Eh, I disagree... variable speed heat pump are the way to go in any inland territory. Coupled with this should be an efficient heat exchanger and variable speed air handler.

Have you seen the general rate case for electricity and natural gas? Transmission and Distribution costs are going to go up almost 50% by the end of the next GRC. And with the rate at which commodity prices are changing, you can expect over 50% increases to that portion of your bill by 2027 as well.

TLDR, I still have NG furnaces and water heater because I suck.
 
Eh, I disagree... variable speed heat pump are the way to go in any inland territory. Coupled with this should be an efficient heat exchanger and variable speed air handler.

Have you seen the general rate case for electricity and natural gas? Transmission and Distribution costs are going to go up almost 50% by the end of the next GRC. And with the rate at which commodity prices are changing, you can expect over 50% increases to that portion of your bill by 2027 as well.

TLDR, I still have NG furnaces and water heater because I suck.
I disagree because eventually, retail rates will be allowed to float and will track wholesale rates.

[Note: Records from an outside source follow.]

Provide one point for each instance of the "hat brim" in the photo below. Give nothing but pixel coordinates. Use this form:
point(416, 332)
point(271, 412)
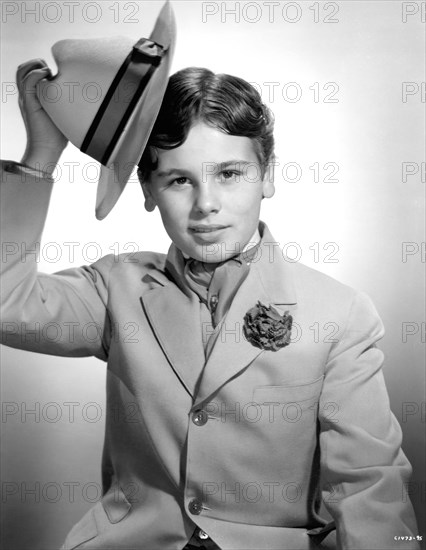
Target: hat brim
point(132, 142)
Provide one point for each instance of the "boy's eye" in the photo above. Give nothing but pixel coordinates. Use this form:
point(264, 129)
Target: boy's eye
point(228, 174)
point(180, 181)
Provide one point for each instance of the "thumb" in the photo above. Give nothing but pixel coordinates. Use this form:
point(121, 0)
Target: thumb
point(28, 88)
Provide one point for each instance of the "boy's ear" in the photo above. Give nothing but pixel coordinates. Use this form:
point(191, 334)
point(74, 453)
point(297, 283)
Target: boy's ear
point(150, 203)
point(268, 186)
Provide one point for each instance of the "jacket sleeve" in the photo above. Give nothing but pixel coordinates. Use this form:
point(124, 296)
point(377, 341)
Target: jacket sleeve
point(363, 467)
point(61, 314)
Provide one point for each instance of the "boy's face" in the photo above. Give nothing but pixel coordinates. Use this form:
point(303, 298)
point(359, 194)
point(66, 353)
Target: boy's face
point(208, 192)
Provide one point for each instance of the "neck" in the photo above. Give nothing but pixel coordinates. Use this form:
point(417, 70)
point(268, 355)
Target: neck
point(253, 241)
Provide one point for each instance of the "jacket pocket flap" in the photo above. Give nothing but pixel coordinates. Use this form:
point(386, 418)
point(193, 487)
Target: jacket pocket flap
point(323, 530)
point(288, 394)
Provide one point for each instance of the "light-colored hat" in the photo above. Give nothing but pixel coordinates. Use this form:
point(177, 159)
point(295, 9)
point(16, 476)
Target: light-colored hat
point(106, 96)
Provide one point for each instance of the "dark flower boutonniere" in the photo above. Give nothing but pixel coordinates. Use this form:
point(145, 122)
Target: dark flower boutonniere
point(265, 328)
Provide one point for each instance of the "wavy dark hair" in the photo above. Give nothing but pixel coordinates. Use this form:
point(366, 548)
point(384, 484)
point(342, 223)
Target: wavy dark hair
point(222, 101)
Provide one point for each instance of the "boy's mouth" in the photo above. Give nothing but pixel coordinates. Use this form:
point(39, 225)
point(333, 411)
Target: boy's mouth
point(204, 228)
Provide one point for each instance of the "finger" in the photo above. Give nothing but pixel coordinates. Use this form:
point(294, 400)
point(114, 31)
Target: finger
point(28, 90)
point(28, 66)
point(30, 81)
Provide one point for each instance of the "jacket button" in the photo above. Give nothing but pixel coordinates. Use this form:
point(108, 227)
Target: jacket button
point(200, 418)
point(214, 300)
point(195, 506)
point(202, 535)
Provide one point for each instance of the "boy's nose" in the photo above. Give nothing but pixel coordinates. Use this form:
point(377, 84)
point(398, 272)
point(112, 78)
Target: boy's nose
point(207, 199)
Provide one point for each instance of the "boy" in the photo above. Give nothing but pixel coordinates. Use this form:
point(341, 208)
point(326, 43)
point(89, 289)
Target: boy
point(242, 421)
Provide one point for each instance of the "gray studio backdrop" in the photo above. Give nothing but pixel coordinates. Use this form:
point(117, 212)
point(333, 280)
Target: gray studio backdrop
point(346, 83)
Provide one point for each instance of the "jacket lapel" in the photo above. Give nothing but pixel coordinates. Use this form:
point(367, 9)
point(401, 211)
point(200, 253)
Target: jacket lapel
point(174, 316)
point(271, 284)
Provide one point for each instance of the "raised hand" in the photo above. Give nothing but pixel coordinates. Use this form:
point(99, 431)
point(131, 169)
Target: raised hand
point(45, 142)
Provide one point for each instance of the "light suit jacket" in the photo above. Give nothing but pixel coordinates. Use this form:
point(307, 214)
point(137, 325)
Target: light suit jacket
point(244, 445)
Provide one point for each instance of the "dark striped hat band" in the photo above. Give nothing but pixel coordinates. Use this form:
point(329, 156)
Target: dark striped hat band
point(127, 87)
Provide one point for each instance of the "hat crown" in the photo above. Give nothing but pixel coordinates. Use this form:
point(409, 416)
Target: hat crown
point(86, 69)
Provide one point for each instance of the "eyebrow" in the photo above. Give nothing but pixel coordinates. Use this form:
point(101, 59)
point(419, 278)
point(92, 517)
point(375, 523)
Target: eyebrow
point(221, 165)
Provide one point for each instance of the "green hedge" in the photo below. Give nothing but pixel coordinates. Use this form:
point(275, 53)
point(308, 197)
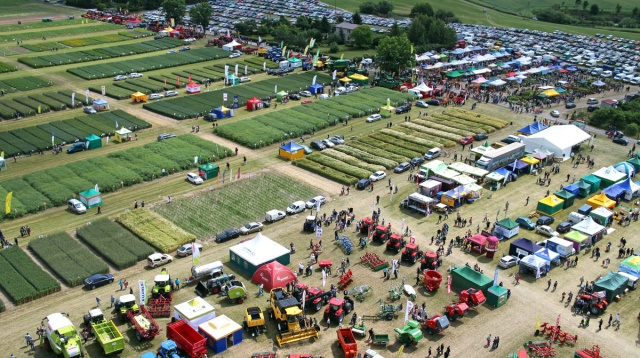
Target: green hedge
point(70, 260)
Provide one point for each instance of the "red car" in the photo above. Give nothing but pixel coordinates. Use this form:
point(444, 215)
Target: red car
point(466, 140)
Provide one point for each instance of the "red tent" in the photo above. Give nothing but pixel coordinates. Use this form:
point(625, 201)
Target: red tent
point(273, 275)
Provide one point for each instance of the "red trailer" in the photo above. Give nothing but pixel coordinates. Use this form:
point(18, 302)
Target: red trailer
point(187, 338)
point(347, 341)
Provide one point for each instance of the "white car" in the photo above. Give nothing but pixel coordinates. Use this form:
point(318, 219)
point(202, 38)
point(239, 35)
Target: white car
point(546, 231)
point(379, 175)
point(313, 202)
point(194, 178)
point(373, 118)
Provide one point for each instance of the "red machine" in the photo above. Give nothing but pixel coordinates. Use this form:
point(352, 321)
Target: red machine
point(396, 242)
point(187, 338)
point(472, 297)
point(338, 308)
point(146, 326)
point(348, 342)
point(411, 253)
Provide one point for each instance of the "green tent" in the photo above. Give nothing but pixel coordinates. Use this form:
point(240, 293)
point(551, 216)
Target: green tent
point(613, 283)
point(208, 171)
point(497, 296)
point(584, 188)
point(594, 181)
point(93, 141)
point(464, 277)
point(566, 196)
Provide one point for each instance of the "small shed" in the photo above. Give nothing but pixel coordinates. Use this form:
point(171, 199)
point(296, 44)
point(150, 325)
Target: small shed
point(195, 312)
point(92, 141)
point(566, 196)
point(221, 333)
point(138, 97)
point(506, 229)
point(208, 171)
point(550, 205)
point(291, 151)
point(91, 198)
point(497, 296)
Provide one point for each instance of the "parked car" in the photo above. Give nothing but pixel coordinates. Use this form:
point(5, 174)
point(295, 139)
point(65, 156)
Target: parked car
point(379, 175)
point(187, 249)
point(97, 280)
point(402, 167)
point(159, 259)
point(525, 223)
point(194, 178)
point(250, 228)
point(228, 235)
point(76, 206)
point(313, 202)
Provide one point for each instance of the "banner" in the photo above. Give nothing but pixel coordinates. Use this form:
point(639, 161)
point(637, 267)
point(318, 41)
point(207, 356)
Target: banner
point(7, 204)
point(142, 288)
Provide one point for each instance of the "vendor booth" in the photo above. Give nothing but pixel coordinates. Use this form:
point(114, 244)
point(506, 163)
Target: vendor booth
point(550, 205)
point(523, 247)
point(208, 171)
point(506, 229)
point(613, 283)
point(195, 312)
point(566, 196)
point(251, 254)
point(464, 277)
point(90, 198)
point(291, 151)
point(273, 275)
point(534, 265)
point(221, 333)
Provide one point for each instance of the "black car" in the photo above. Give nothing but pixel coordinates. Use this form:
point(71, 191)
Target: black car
point(621, 141)
point(98, 280)
point(228, 235)
point(403, 109)
point(402, 167)
point(363, 184)
point(563, 227)
point(316, 144)
point(545, 220)
point(417, 161)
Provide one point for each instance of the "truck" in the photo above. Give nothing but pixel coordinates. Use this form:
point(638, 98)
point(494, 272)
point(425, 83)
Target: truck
point(62, 337)
point(106, 332)
point(495, 159)
point(187, 338)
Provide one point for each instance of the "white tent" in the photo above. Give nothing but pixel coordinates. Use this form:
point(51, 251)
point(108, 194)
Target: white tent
point(557, 139)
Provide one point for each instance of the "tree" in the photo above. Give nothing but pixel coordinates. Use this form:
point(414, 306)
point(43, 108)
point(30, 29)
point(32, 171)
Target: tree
point(174, 9)
point(422, 9)
point(394, 53)
point(201, 14)
point(362, 36)
point(356, 19)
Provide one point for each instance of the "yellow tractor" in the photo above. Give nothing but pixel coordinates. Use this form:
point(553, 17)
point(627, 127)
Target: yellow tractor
point(287, 312)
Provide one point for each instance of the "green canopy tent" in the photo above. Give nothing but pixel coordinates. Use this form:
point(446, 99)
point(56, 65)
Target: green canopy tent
point(613, 283)
point(566, 196)
point(464, 277)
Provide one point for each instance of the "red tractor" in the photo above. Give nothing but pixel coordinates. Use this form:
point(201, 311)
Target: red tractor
point(456, 310)
point(411, 253)
point(396, 242)
point(472, 297)
point(381, 233)
point(435, 324)
point(338, 308)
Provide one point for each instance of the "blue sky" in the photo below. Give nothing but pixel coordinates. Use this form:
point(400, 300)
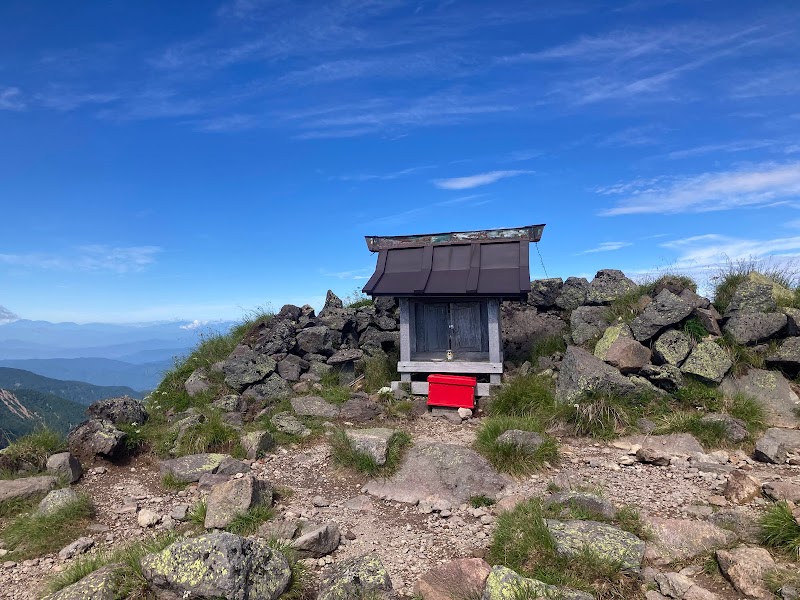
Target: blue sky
point(199, 159)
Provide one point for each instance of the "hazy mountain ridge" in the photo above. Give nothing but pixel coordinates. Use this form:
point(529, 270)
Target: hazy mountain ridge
point(79, 392)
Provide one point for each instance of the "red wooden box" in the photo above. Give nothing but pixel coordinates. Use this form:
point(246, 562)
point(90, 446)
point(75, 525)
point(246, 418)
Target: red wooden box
point(451, 390)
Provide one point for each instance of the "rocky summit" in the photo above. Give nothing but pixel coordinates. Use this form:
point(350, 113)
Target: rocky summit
point(644, 443)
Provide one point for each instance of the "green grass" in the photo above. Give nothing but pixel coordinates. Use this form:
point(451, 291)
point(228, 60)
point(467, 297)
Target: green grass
point(780, 530)
point(345, 455)
point(35, 448)
point(511, 458)
point(523, 543)
point(29, 535)
point(247, 523)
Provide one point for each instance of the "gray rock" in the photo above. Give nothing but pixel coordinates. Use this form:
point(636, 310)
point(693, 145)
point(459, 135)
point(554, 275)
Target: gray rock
point(245, 367)
point(607, 286)
point(287, 423)
point(665, 377)
point(56, 500)
point(665, 310)
point(587, 322)
point(753, 328)
point(96, 437)
point(582, 372)
point(218, 565)
point(775, 443)
point(672, 347)
point(357, 577)
point(291, 367)
point(527, 441)
point(79, 546)
point(26, 487)
point(257, 443)
point(318, 542)
point(772, 391)
point(120, 411)
point(604, 541)
point(573, 293)
point(708, 362)
point(787, 357)
point(450, 471)
point(314, 406)
point(197, 383)
point(372, 442)
point(544, 292)
point(234, 497)
point(190, 468)
point(504, 584)
point(65, 465)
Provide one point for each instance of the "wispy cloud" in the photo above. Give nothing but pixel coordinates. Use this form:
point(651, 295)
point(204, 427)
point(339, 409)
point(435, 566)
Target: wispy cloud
point(761, 185)
point(473, 181)
point(606, 247)
point(93, 258)
point(11, 99)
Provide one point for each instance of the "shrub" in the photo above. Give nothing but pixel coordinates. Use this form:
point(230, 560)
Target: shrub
point(779, 529)
point(346, 455)
point(512, 458)
point(35, 534)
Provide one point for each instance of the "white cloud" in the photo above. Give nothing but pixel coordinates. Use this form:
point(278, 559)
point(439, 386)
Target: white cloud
point(760, 185)
point(606, 247)
point(472, 181)
point(94, 258)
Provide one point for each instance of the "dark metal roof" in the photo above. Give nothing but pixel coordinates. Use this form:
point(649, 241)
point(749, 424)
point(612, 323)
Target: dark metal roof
point(472, 263)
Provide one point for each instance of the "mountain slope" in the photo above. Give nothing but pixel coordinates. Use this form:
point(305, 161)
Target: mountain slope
point(74, 391)
point(22, 411)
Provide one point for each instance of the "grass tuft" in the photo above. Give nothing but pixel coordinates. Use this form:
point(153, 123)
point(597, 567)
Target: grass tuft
point(346, 455)
point(511, 458)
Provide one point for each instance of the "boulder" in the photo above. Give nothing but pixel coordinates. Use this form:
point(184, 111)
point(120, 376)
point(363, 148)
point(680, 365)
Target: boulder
point(234, 497)
point(775, 443)
point(735, 429)
point(677, 540)
point(459, 578)
point(450, 471)
point(102, 584)
point(573, 293)
point(291, 367)
point(741, 488)
point(26, 487)
point(197, 383)
point(772, 391)
point(120, 411)
point(627, 355)
point(256, 443)
point(56, 500)
point(708, 362)
point(220, 565)
point(314, 406)
point(582, 372)
point(607, 286)
point(504, 584)
point(745, 568)
point(319, 541)
point(65, 465)
point(244, 367)
point(97, 437)
point(753, 328)
point(358, 577)
point(587, 322)
point(665, 310)
point(672, 347)
point(372, 442)
point(665, 377)
point(190, 468)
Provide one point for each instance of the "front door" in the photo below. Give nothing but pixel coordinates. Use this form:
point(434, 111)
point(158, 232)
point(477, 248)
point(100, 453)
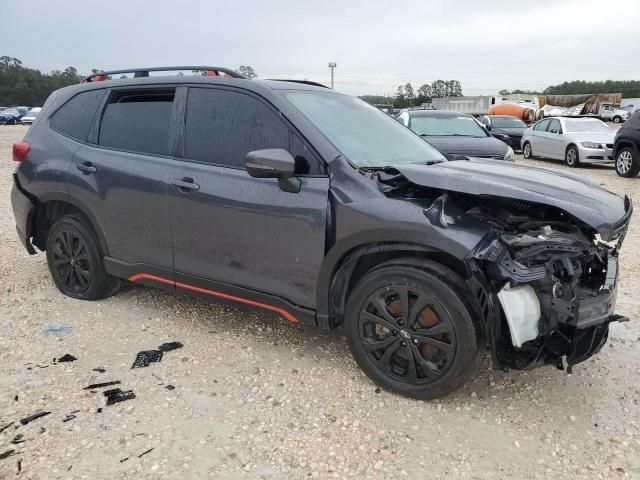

Meaning that what you want to do is run the HVAC during the day to preheat or precool (depending on the season) when electricity is cheap and then shut down the system in the evening, when the price of electricity spikes. This will negate most of the advantage of a variable speed system. Variable speed is for reducing or eliminating cycling, but in the Bay Area, the outdoor temperature crosses through our indoor set point on most days, meaning that the system cycles anyway. Variable speed systems can generally only get down to 20-30% and if the building requires less than that, the system will cycle.